In my April 6 All Hands, I spoke of the pioneering science that we will do at SLAC using ultra fast x-rays. I introduced you all to the Stanford Ultrafast Science Center that we have set up at SLAC to recruit and focus the world’s best talent to make astounding discoveries using the Sub-Picosecond Pulse Source (SPPS) facility in the Final Focus Test Beam (FFTB) and, beginning in 2009, the Linac Coherent Light Source (LCLS). The lead story in the October 21 TIP announced the recruitment of Professor Phil Bucksbaum as the first Director of the Ultrafast Science Center.

The SPPS facility is already breaking new ground, providing the hitherto unknown scientific basis for processes as fundamental as how substances melt. When a snowball melts, you can tell it has achieved a liquid state when the water drips through your fingers. But if you could follow the melting process, driven by the heat of your hand, from its very first instant—the first trillionth of second—would you be able to point to the exact moment the snowflake crystals disorder into liquid H₂O?

That is one of the many challenging questions facing researchers using the SPPS to probe the activities of materials on ultra fast timescales. SPPS makes intense x-ray pulses lasting quadrillionths of a second (called ‘femtoseconds’), by taking the electron beam from the linac, compressing it, and passing it through an undulator magnet in the FFTB. These pulses enable researchers to directly monitor through diffraction of the ultra fast x-rays the earliest atomic changes during melting.

One of the first SPPS experiments looked at the laser-driven melting of a semiconductor material similar to silicon. When the laser light strikes the semiconductor crystal, it first disrupts the electrons in the crystal, allowing the atoms to break from their constrictive bonds and move freely with their inertial energy. The experiment showed that in the first 500 femtoseconds, the atoms start moving away from their initial positions, spreading out into a larger volume like ripples from a stone tossed into a puddle but retaining the overall crystal shape.
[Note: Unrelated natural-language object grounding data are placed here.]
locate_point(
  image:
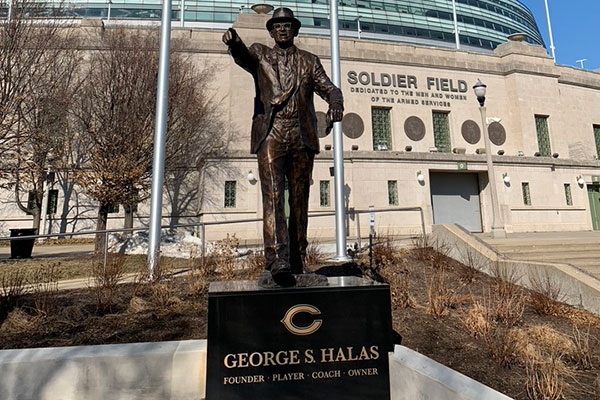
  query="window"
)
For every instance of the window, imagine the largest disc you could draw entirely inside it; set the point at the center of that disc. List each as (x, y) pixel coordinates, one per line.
(229, 194)
(541, 126)
(597, 139)
(324, 195)
(382, 132)
(568, 196)
(393, 193)
(30, 201)
(526, 194)
(441, 131)
(52, 201)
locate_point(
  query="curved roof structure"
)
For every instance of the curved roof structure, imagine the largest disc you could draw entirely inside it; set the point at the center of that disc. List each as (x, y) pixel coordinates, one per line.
(482, 24)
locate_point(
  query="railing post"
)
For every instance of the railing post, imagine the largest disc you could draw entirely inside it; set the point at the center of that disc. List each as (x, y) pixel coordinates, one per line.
(105, 251)
(203, 239)
(422, 221)
(357, 221)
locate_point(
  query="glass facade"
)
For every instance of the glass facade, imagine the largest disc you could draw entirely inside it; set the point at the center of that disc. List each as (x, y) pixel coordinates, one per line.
(481, 23)
(568, 195)
(597, 139)
(441, 132)
(230, 194)
(526, 194)
(382, 131)
(324, 194)
(393, 193)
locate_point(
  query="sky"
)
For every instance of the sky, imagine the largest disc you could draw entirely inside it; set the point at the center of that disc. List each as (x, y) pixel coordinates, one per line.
(575, 29)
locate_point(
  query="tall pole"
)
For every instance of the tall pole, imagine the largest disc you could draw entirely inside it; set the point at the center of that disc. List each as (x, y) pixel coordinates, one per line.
(497, 223)
(550, 31)
(182, 19)
(455, 18)
(338, 153)
(160, 128)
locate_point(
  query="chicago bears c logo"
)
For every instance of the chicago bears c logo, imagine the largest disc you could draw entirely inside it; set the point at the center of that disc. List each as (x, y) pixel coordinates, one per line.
(288, 320)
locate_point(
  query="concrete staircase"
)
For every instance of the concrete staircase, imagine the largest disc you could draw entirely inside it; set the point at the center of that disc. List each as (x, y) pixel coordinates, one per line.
(580, 249)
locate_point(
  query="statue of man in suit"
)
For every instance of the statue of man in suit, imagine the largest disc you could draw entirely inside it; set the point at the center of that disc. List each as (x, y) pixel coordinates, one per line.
(284, 135)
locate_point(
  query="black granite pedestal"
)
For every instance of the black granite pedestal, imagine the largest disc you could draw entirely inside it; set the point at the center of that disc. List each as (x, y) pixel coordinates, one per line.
(326, 342)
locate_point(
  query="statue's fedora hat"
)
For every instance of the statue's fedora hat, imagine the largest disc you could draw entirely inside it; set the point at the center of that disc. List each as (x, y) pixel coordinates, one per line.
(283, 14)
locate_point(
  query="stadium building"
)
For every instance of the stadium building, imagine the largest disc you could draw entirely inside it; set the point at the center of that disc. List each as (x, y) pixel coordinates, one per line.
(483, 24)
(412, 131)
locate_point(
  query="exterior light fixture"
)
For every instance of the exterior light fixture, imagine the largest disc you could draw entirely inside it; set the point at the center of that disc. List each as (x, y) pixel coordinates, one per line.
(262, 8)
(498, 230)
(479, 89)
(251, 177)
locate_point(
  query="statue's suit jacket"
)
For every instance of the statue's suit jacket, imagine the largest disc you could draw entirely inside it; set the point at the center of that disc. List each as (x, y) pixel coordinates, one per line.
(261, 61)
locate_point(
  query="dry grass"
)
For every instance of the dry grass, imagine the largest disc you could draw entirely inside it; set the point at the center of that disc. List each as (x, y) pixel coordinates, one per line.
(546, 294)
(477, 320)
(501, 345)
(439, 295)
(106, 278)
(12, 288)
(45, 289)
(582, 354)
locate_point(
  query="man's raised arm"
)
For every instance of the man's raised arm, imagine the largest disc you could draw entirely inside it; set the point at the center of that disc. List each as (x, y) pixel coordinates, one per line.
(238, 50)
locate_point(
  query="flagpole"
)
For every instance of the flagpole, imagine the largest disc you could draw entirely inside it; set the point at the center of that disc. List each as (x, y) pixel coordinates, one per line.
(338, 154)
(160, 134)
(550, 31)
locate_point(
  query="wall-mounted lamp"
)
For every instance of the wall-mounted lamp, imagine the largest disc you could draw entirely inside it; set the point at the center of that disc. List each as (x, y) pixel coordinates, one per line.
(251, 177)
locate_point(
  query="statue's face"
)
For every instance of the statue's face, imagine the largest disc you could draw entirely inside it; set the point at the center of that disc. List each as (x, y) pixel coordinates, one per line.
(283, 33)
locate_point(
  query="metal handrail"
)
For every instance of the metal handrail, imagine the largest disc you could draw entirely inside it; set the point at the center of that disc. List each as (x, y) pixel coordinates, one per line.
(202, 225)
(350, 212)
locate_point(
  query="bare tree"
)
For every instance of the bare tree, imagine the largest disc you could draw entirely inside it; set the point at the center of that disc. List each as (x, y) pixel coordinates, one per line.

New follow-on research has extended the time range and shown more. When the incredibly short period of 500 femtoseconds has passed, the atoms start to bump into their neighbors. The collisions produce random, diffusive motion, which breaks down the tetrahedral shape of the crystal that characterizes its solid phase. The data suggests that it’s the collisions between atoms that is the crucial mechanism for turning a solid into a liquid.

The study also shows that direction matters. The distance that atoms travel before hitting boundaries (namely the other atoms) depends on which direction an atom is traveling. Thus the crystal disorders, and a liquid state is formed, at different rates in different directions.

Congratulations to the SPPS team for this new, exciting science. These measurements demonstrate the importance of high brightness, ultra fast x-ray probes for studying how reactions and structural changes occur at the level of the atoms on time scales that are ‘natural’ for the events.

We can all look forward to more remarkable discoveries at SLAC when the full power of ultra fast science is unleashed with the start-up of the LCLS in 2009. The first step in the LCLS construction has begun with the preparations for the injector at Sector 20 of the linac, and this spring the construction will start in earnest. LCLS construction was fully funded in the 2006 Energy and Water Appropriations Bill at $83 million. Many thanks to our colleagues in the DOE’s Office of Science for their exceptionally strong support of LCLS and their hard work in securing this funding which is so important to the future of science at SLAC.